O corregedor-geral de justiça, desembargador Amaury Moura, disse que a reunião foi “extremamente” proveitosa. Segundo ele, o secretário da Sejuc mostrou preocupação com os problemas que foram apresentados pela Corregedoria e assumiu alguns compromissos, dentro de suas limitações, de sanar determinadas questões pontuais que foram apresentadas, como a condução de presos para audiências, recambiamento de presos do Estado que estão em outros estados, etc.

“Eu estou extremamente satisfeito com o resultado da reunião, com as ponderações trazidas pelo Secretário, com o comprometimento que o secretário demonstrou com a causa. Ele compreendeu naturalmente estas dificuldades e a partir daí nós estaremos sempre nesse contato mais aproximado no sentido de solucionar estes problemas, que eu tenho certeza de que serão brevemente solucionados”, assinalou o corregedor Amaury Moura.

Da mesma forma, Pedro Florêncio se mostrou otimista com a reunião. “Saio daqui muito contente porque encontrei aqui pessoas totalmente comprometidas com o sistema prisional, buscando soluções. Eu não vim aqui receber críticas. Pelo contrário, recebi sugestões, e inclusive apoio incondicional. E a gente precisa disso, pois o trabalho do sistema prisional requer muito de todos”, afirmou o secretário.
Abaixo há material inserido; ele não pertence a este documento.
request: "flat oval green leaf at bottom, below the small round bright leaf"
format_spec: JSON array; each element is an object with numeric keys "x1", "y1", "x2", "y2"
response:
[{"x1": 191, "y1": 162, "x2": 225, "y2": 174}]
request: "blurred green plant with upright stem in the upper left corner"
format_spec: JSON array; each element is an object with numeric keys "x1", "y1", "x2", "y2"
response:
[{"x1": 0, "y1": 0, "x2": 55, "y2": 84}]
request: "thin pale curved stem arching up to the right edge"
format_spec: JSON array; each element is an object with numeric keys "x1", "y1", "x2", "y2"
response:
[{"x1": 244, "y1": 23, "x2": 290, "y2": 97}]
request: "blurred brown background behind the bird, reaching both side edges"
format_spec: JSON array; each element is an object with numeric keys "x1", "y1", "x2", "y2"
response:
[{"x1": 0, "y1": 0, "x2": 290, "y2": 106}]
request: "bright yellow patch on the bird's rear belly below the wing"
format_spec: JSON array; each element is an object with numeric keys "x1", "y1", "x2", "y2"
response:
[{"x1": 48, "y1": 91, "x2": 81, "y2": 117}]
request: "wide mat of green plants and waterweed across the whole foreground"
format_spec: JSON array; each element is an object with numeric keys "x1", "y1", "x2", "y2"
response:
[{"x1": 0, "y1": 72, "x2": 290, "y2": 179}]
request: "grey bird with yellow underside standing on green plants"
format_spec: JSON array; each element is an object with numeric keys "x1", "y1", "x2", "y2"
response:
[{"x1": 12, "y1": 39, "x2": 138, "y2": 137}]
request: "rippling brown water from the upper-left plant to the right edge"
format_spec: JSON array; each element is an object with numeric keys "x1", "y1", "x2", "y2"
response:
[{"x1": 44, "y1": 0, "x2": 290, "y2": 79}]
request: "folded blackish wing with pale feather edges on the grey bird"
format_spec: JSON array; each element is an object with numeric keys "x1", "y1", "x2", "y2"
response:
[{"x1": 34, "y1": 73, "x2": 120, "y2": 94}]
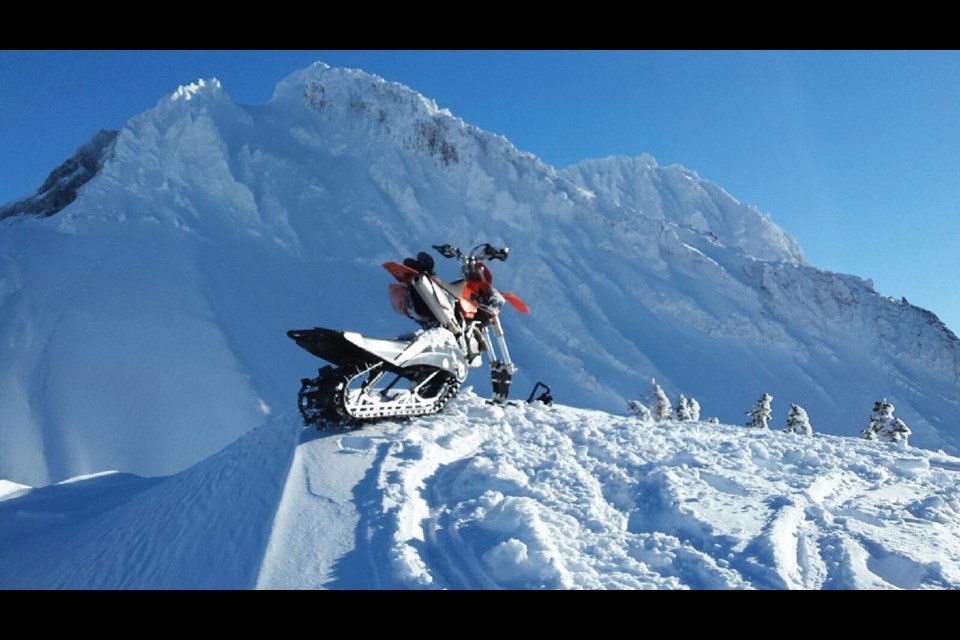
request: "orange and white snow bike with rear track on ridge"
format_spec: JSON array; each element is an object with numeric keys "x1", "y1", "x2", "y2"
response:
[{"x1": 287, "y1": 244, "x2": 529, "y2": 428}]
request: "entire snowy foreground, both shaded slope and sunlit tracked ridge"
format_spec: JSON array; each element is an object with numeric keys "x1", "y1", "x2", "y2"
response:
[{"x1": 0, "y1": 390, "x2": 960, "y2": 589}]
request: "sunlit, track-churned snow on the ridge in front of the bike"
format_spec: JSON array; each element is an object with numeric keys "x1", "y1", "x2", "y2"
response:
[{"x1": 258, "y1": 392, "x2": 960, "y2": 589}]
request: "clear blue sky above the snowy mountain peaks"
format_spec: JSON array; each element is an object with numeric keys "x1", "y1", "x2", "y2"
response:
[{"x1": 0, "y1": 51, "x2": 960, "y2": 332}]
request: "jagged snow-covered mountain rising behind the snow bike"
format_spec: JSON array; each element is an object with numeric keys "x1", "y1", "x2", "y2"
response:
[{"x1": 0, "y1": 64, "x2": 960, "y2": 485}]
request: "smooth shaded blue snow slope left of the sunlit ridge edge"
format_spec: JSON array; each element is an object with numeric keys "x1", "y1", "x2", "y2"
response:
[{"x1": 0, "y1": 417, "x2": 301, "y2": 589}]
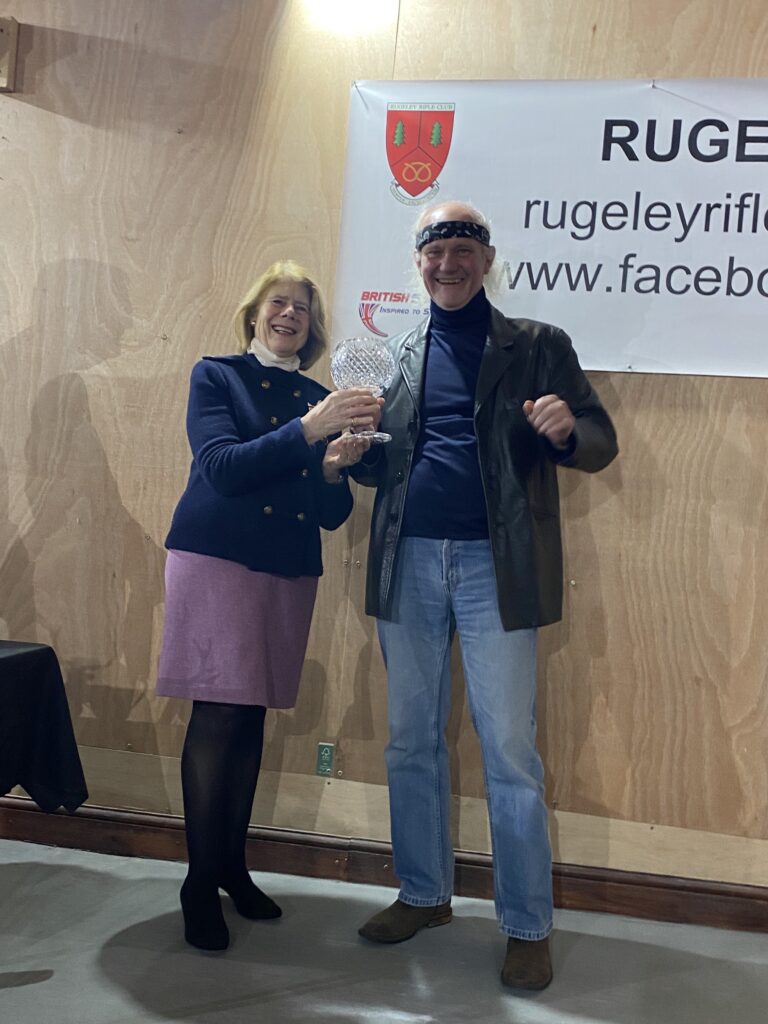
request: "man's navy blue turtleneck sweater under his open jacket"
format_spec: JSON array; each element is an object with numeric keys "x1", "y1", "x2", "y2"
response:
[{"x1": 401, "y1": 289, "x2": 490, "y2": 541}]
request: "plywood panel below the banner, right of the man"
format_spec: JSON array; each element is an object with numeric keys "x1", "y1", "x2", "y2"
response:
[{"x1": 543, "y1": 374, "x2": 768, "y2": 838}]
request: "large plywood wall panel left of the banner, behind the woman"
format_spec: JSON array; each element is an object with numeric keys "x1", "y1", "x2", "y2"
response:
[{"x1": 0, "y1": 0, "x2": 396, "y2": 770}]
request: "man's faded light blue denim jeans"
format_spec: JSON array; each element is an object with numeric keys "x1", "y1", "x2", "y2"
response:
[{"x1": 378, "y1": 537, "x2": 552, "y2": 939}]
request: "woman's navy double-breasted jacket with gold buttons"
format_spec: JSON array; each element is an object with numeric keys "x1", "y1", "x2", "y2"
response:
[{"x1": 165, "y1": 353, "x2": 352, "y2": 577}]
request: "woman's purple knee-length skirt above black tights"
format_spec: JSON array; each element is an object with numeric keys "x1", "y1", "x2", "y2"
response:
[{"x1": 157, "y1": 551, "x2": 317, "y2": 708}]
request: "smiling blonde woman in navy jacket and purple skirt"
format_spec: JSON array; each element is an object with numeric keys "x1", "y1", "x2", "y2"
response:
[{"x1": 158, "y1": 261, "x2": 379, "y2": 949}]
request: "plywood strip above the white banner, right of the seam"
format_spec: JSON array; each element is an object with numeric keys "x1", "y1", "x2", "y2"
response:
[{"x1": 393, "y1": 0, "x2": 768, "y2": 81}]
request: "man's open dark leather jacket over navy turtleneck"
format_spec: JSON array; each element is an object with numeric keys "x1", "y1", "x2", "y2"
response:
[{"x1": 352, "y1": 306, "x2": 618, "y2": 630}]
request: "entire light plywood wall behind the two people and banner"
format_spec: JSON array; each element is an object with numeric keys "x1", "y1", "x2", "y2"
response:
[{"x1": 0, "y1": 0, "x2": 768, "y2": 885}]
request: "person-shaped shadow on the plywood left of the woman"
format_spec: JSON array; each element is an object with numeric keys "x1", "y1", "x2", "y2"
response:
[{"x1": 0, "y1": 260, "x2": 175, "y2": 799}]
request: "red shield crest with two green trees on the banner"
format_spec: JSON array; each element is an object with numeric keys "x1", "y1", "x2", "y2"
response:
[{"x1": 386, "y1": 103, "x2": 456, "y2": 206}]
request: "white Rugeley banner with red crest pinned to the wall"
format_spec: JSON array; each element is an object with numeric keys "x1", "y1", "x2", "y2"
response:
[{"x1": 334, "y1": 79, "x2": 768, "y2": 377}]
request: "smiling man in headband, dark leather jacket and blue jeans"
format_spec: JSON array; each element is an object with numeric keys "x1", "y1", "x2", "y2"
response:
[{"x1": 353, "y1": 195, "x2": 617, "y2": 989}]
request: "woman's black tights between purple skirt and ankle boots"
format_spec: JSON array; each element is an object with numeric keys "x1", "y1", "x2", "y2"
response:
[{"x1": 181, "y1": 700, "x2": 266, "y2": 890}]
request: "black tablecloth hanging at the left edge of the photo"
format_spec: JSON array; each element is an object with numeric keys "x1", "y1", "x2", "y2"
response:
[{"x1": 0, "y1": 640, "x2": 88, "y2": 812}]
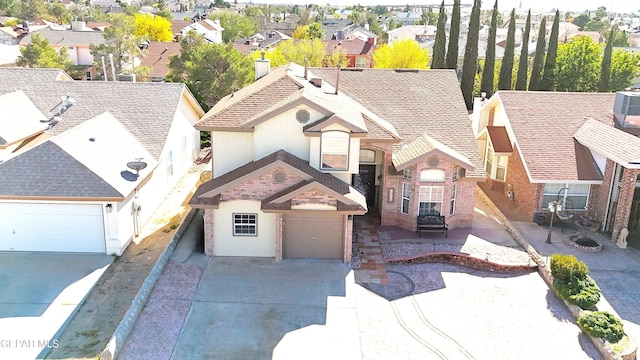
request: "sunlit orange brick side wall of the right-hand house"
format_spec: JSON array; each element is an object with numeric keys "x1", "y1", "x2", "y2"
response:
[{"x1": 503, "y1": 147, "x2": 544, "y2": 219}]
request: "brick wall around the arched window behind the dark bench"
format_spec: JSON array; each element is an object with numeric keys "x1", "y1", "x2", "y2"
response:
[{"x1": 380, "y1": 156, "x2": 476, "y2": 230}]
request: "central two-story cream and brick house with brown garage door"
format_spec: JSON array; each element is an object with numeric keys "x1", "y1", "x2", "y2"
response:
[{"x1": 190, "y1": 60, "x2": 485, "y2": 262}]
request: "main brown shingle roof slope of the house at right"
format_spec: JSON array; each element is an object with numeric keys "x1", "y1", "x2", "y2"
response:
[{"x1": 496, "y1": 91, "x2": 615, "y2": 182}]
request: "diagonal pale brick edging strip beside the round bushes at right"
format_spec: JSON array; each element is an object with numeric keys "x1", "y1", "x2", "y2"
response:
[{"x1": 476, "y1": 186, "x2": 635, "y2": 360}]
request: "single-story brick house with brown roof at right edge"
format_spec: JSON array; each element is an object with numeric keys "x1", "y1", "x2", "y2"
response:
[{"x1": 473, "y1": 91, "x2": 640, "y2": 248}]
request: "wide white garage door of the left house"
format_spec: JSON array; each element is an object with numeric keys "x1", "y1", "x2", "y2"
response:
[{"x1": 0, "y1": 203, "x2": 105, "y2": 252}]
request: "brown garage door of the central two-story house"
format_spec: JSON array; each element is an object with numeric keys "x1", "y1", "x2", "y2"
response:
[{"x1": 284, "y1": 211, "x2": 344, "y2": 259}]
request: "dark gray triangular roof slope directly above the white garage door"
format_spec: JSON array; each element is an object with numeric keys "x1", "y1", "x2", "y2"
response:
[{"x1": 0, "y1": 141, "x2": 123, "y2": 200}]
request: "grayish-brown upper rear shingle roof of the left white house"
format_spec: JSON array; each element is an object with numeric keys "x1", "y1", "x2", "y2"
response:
[{"x1": 0, "y1": 68, "x2": 186, "y2": 159}]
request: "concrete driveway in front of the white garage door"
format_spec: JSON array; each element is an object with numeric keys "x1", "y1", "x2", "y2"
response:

Ele também elogiou a disposição do corregedor e de sua equipe para o enfrentamento da situação do sistema prisional do Estado. “A gente encontra aqui no Tribunal de Justiça, na pessoa do desembargador corregedor Amaury Moura, soluções para os problemas. É claro precisamos dirimir algumas dificuldades que foram colocadas aqui, principalmente quanto à questão de atraso ou falta de apresentação de presos às audiências e isso é uma coisa que nós podemos avançar bastante”, elogiou.

Cobrar e colaborar

O secretário prometeu tentar minimizar esta questão em um menor espaço de tempo porque isto, na sua visão, traz prejuízos, não só ao sistema judicial, mas principalmente ao sistema prisional, e também ao interno que deveria ou poderia estar solto depois da audiência e continuar preso. “Sabemos que provoca muitas dificuldades uma simples falta de um preso a uma audiência”, admitiu o representante do governo.

Sobre o papel do Poder Judiciário nessa seara, Amaury Moura esclareceu que tanto o próprio Tribunal de Justiça como um todo, através da sua Presidência, quanto a Corregedoria em si, têm em mente como preocupação não apenas cobrar soluções, mas também de apresentar soluções e colaborar para que estas sejam trazidas.

Dentre estas soluções, ele cita o fornecimento não só de questões de ordem financeira, como materiais, mas até mesmo outras questões de ordens estruturais, como a própria formação, através da Escola da Magistratura do RN (Esmarn), tudo, segundo o desembargador, com um único objetivo de aprimorar o sistema e solucionar essas questões.

“O Tribunal não se apresenta somente como um órgão de cobrança para que o Poder Executivo como um todo resolva soluções, o Tribunal se apresenta como um parceiro, apresentando soluções e se comprometendo até, e dentro das suas limitações, com a questão financeira naquilo que for possível para solucionar essas questões”, externou.